A bruta mina entre os cascalhos vela...
(BILAC, 1977, p. 268)
Nos versos acima, o poeta Olavo Bilac aborda nossa língua portuguesa, com
o lirismo romântico característico do parnasianismo e faz uma análise ‘pra lá’ de
verdadeira... Afinal de contas, no momento em que a Língua Portuguesa, última
língua neolatina formada a partir do latim vulgar (falado na região do Lácio – hoje
Itália) ascende e começa a se expandir, quer dizer que o latim vai caindo em desuso
e ‘morre’.
Também era verdade ser ainda uma língua sem lapidação em comparação
com as outras línguas formada, por isso ‘ouro nativo (...), que a bruta mina entre os
cascalhos vela’.
Não! Não é sobre a Língua Portuguesa que trataremos neste módulo! Mas
sim sobre a Língua Latina que nos debruçaremos. Debruçar no sentido de conhecer,
analisar, refletir, enfim, apreciar!
O Latim, língua dos romanos, do pensamento de Roma e de sua brilhante
civilização pertence à grande família das línguas indo-europeias (MARTINS, 2006).

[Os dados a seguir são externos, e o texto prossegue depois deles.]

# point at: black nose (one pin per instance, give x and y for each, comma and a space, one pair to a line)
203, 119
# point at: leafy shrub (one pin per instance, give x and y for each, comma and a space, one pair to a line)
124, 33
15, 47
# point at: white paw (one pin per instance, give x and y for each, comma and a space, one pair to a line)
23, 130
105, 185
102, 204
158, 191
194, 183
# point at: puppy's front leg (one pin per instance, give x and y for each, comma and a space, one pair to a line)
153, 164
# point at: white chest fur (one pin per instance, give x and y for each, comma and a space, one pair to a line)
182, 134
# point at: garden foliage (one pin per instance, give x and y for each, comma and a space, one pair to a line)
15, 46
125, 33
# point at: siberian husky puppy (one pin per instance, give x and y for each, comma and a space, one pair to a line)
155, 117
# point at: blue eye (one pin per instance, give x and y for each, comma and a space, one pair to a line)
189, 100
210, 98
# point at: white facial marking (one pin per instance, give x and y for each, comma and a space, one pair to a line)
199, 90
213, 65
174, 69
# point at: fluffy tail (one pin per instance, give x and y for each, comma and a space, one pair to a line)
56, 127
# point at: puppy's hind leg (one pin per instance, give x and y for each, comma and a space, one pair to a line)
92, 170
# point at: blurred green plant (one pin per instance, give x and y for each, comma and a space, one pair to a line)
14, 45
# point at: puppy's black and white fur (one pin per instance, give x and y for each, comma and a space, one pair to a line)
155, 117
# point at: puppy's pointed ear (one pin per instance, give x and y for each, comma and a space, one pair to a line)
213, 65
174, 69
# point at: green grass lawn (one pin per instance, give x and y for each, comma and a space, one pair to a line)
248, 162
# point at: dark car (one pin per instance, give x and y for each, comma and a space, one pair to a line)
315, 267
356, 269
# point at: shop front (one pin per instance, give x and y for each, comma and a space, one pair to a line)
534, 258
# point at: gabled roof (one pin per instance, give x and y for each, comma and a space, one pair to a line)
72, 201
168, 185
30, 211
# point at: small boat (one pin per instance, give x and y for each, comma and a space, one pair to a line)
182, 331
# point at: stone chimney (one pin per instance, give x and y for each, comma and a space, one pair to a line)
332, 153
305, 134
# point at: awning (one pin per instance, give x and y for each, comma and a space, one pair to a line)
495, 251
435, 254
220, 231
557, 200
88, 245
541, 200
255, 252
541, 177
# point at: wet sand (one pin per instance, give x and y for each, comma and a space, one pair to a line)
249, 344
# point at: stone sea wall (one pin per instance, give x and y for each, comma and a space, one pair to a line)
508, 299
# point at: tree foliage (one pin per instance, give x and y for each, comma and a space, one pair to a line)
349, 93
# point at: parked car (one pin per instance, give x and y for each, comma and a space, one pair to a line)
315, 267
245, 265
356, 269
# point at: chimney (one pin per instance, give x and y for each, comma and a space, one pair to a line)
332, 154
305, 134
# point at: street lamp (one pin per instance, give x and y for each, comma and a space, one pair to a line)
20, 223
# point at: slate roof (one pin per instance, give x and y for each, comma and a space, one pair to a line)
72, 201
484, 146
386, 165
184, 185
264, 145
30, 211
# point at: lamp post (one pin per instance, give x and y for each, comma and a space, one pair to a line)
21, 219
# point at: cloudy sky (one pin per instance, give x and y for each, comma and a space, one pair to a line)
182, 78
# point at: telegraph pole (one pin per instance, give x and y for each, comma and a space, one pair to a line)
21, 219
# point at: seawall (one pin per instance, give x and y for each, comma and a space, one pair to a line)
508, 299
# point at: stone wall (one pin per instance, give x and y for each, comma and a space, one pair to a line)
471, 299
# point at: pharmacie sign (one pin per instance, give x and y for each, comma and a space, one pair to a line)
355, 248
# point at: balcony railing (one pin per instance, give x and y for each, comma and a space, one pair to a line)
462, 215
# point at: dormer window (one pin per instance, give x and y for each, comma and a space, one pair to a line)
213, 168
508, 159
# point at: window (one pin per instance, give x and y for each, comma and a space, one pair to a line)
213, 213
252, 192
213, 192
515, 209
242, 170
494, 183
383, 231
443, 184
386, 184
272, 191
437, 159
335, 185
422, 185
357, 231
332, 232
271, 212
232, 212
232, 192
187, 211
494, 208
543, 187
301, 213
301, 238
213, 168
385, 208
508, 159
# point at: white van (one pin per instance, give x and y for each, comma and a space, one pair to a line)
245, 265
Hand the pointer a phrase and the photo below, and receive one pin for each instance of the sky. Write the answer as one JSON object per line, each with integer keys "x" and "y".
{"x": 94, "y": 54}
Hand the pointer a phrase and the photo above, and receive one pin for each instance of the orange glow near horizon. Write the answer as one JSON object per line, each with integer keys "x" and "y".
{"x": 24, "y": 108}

Os primeiros registros documentados do Latim datam do século 7 a.C.,
falado no Lácio (Latium), região central da Itália, onde hoje encontra-se Roma, sua
capital, no entanto, não era a única língua falada na península itálica, onde também
se falava o osco, o umbro, o etrusco e também o grego. No entanto, o latim
prevaleceu sobre as demais, ajudado pelas grandes conquistas militares dos
romanos que daremos algumas pinceladas ao longo da apostila.
Os linguistas têm hoje boas razões para sustentar que um grande número
de línguas da Europa e da Ásia proveem de uma mesma língua de origem,
designada pelo termo indo-europeu. Com exceção do basco, todas as línguas
oficiais dos países da Europa ocidental pertencem a quatro ramos da família indo-
europeia: o helênico (grego), o românico (português, italiano, francês, castelhano,
entre outras), o germânico (inglês, alemão) e o céltico (irlandês, gaélico). Um quinto
ramo, o eslavo, engloba diversas línguas atuais da Europa Oriental (MEDEIROS,
2006).
Pois bem, a genealogia do Latim; a formação das línguas latinas; do latim
arcaico ao latim vulgar; fonologia, morfologia, sintaxe e léxico são alguns dos
conteúdos que veremos.
Lembrem-se:
O nome Itália, surgiu no sec. VII a.C., estendendo-se pela península no sec.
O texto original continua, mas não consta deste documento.